The passport is gone. Vanished. And with no good explanation, either.
In the process of rummaging through the entire house, top to bottom, we’ve all cleaned mightily. The passport is missing, but so are all those dust bunnies under the couches, cobwebs in the closets, and crumbs under the fridge. Honestly, the one and only good thing about losing that passport is that spring cleaning is here, like it or not, and our house is, in fact, looking a little brighter, and a little less cluttered. It is, after all, that time of year to throw things out. Even the Bible says there’s “a time to cast away” (Ecclesiastes 3:6). As the saying goes, "Cleanliness is next to godliness."
Most of us, though, seem to fill up our homes with unnecessary purchases faster than we can get rid of old stuff. Even well-intentioned cleaning fanatics can innocently step back into the never-ending trading circle.
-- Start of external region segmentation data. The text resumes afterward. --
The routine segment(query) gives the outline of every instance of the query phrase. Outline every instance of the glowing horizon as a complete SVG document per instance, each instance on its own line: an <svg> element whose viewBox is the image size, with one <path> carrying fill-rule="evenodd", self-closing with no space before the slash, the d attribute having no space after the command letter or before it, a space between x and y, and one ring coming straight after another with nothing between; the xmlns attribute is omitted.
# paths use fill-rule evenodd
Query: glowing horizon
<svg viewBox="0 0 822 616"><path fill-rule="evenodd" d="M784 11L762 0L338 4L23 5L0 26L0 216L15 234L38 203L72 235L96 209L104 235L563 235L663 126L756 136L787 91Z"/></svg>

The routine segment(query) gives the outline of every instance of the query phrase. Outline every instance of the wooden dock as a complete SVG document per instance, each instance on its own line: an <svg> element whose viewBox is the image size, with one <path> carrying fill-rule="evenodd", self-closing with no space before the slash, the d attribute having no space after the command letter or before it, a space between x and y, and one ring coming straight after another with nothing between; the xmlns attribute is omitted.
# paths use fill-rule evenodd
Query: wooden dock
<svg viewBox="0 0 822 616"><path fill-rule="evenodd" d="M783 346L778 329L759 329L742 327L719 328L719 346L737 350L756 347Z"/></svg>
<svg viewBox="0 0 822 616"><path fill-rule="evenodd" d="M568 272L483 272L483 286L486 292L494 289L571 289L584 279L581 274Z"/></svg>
Just as we manage to dejunk, the weather gets warmer, more weekend garage sales pop up, and we flock to buy other people’s junk.
In our frenzied search for the missing passport, lots of our own family's "junk" has turned up. So far, I have unburied four play guns, two outdated 72-hour kits, several forgotten coupons and gift cards, one favorite family game, and plenty of ordinary trash.
Since spring began officially, it’s been raining like crazy here, with lots of gray, angry-looking skies to match my frustrated mood. Fortunately, though, that dreary rain is keeping me from cleaning my filthy carpets—one of my least favorite spring-cleaning jobs. When the sun comes out again, I suppose I’ll have to do that job, too. In the meantime, though, I'm thinking about shooting someone with those guns.